Fashion students are primarily female
And yet the fashion industry is in no shortage of female talent.
One article reveals that over 85 percent of graduating majors from top fashion schools are female, and one in six workers in the fashion industry globally identifies as female. But as of 2018, only around 14 percent of the top 50 major fashion brands are run by women.
Franchin notes that just over half of the applicants to the ITS Contest, a competition for discovering emerging creative talent, are women, with 58 percent of winners over the contest’s past 20 years being women designers. But that doesn’t always lead to more opportunities.
“When I look at how many major house creative directors we can count from our former finalists and winners, I see notable examples from the men (we have three at the moment), but I am missing significant appointments among female designers,” she says.
In contrast to the European runways, however, 68 percent of 25 major brands we tracked showing at this season’s Shanghai fashion week, which ran from October 8 to 16, were led by women designers. This included local talent like Judy Hua’s Judyhua, ZI II CI IEN by Zhi Chen and Chundie Zhu’s namesake label.
Foreign female-led brands like Stella McCartney and Selkie, the New York label founded by Kimberley Gordon, also made an appearance on the schedule this year. Selkie has earned particular praise not just for its fanciful dresses but also for its inclusive runway during September’s New York Fashion Week, featuring models of various skin tones, abilities and sizes. McCartney is a well known champion of sustainability at her brands.

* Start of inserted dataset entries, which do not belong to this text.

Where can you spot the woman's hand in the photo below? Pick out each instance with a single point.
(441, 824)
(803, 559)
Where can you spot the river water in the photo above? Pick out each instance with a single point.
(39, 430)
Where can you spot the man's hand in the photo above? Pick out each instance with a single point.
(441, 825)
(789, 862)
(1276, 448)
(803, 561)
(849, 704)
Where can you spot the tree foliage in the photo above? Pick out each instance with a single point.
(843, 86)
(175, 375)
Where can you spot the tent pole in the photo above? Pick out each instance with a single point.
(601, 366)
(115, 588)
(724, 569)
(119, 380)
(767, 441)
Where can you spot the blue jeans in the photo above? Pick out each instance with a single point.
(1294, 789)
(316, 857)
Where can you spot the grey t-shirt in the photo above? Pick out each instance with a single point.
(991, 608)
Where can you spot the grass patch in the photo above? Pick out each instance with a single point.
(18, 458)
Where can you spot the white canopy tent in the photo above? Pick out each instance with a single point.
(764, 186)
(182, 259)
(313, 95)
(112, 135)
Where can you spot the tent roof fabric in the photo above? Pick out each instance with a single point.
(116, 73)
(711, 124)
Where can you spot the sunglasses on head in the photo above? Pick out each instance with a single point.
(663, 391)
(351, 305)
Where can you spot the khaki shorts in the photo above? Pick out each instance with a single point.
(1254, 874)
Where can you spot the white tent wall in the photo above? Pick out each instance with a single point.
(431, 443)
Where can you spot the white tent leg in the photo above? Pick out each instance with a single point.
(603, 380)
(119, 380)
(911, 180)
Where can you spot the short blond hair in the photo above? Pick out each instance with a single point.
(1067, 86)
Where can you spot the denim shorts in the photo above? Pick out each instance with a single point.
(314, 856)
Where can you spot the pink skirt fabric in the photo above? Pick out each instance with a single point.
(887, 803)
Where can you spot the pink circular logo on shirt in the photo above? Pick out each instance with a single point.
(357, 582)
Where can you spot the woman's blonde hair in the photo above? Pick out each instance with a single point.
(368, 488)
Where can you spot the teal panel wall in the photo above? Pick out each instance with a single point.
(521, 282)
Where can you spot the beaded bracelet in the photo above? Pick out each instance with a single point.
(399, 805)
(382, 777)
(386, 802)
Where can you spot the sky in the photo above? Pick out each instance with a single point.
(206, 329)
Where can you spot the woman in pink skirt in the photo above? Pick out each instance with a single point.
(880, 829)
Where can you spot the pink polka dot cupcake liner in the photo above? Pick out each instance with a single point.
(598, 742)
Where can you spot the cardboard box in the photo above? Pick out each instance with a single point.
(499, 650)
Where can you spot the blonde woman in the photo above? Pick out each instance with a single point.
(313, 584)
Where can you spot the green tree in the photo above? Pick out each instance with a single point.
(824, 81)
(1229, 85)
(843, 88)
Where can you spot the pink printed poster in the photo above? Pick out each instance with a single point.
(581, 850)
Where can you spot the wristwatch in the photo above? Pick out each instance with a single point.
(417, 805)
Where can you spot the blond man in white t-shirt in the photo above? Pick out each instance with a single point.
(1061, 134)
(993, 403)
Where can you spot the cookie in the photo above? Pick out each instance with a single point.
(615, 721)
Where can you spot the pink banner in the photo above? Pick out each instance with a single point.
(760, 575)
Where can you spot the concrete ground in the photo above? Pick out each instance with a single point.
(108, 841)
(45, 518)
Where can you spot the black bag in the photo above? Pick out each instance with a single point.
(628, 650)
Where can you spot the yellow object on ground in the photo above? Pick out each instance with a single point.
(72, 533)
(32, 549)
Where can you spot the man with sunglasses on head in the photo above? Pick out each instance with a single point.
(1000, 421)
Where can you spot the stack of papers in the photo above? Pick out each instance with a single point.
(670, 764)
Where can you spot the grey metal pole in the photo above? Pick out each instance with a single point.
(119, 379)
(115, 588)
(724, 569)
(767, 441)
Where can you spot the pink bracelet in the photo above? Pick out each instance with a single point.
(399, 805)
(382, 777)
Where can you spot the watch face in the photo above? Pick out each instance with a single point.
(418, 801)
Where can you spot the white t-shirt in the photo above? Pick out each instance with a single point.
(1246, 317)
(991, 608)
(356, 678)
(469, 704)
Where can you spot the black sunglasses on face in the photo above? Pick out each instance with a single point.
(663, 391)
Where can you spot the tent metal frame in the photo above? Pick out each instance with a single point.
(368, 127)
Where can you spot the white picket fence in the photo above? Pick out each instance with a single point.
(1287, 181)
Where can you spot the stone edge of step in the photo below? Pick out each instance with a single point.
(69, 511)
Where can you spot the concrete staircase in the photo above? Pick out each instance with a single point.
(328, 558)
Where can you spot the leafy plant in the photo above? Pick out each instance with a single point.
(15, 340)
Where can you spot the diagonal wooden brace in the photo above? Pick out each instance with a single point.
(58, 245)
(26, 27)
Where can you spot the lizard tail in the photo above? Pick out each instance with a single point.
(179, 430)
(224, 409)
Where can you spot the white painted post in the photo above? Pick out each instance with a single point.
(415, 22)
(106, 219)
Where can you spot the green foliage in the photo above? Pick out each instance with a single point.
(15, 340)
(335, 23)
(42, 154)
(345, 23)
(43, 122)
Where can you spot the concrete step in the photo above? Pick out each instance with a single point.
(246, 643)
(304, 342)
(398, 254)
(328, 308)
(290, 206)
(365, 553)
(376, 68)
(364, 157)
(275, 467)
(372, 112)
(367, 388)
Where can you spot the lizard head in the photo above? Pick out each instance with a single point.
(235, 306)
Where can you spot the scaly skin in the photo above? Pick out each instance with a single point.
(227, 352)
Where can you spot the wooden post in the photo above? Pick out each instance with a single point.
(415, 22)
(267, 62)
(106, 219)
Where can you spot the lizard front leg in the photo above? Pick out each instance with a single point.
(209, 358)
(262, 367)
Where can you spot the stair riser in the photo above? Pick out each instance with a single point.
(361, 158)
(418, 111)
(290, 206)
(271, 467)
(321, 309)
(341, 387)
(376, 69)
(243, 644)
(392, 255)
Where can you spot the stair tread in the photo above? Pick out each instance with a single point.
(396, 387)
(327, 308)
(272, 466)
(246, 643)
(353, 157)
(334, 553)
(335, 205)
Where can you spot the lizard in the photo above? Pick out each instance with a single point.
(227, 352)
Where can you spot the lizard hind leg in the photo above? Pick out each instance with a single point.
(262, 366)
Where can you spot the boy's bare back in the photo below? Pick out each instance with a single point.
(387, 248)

One of the most recent high-profile fashion appointments is the exception that proves the rule. Following the departure of Gabriela Hearst, Chloé announced in October that Chemena Kamali would take over as creative director. Founded by Gaby Aghion in 1952, the French fashion label has been led by almost exclusively women creative directors, such as Stella McCartney, Phoebe Philo, and Clare Waight Keller (the one exception is Karl Lagerfeld, who led the house from 1992 to 1997).
The highly anticipated return of Philo to fashion with a namesake label ought to support a fairly obvious truth in fashion: women know what women want to wear.
And Philo is not alone. Miu Miu, under the creative direction of founder Miuccia Prada, was recently named Lyst’s hottest brand of the third quarter of 2023. Yet, fashion leaders are increasingly resistant to giving women creative control of their own clothes.
In founding her own label, Philo joins the ranks of women like McCartney, Rei Kawakubo and Simone Rocha who, rather than wait for a big appointment, will simply create their own brand.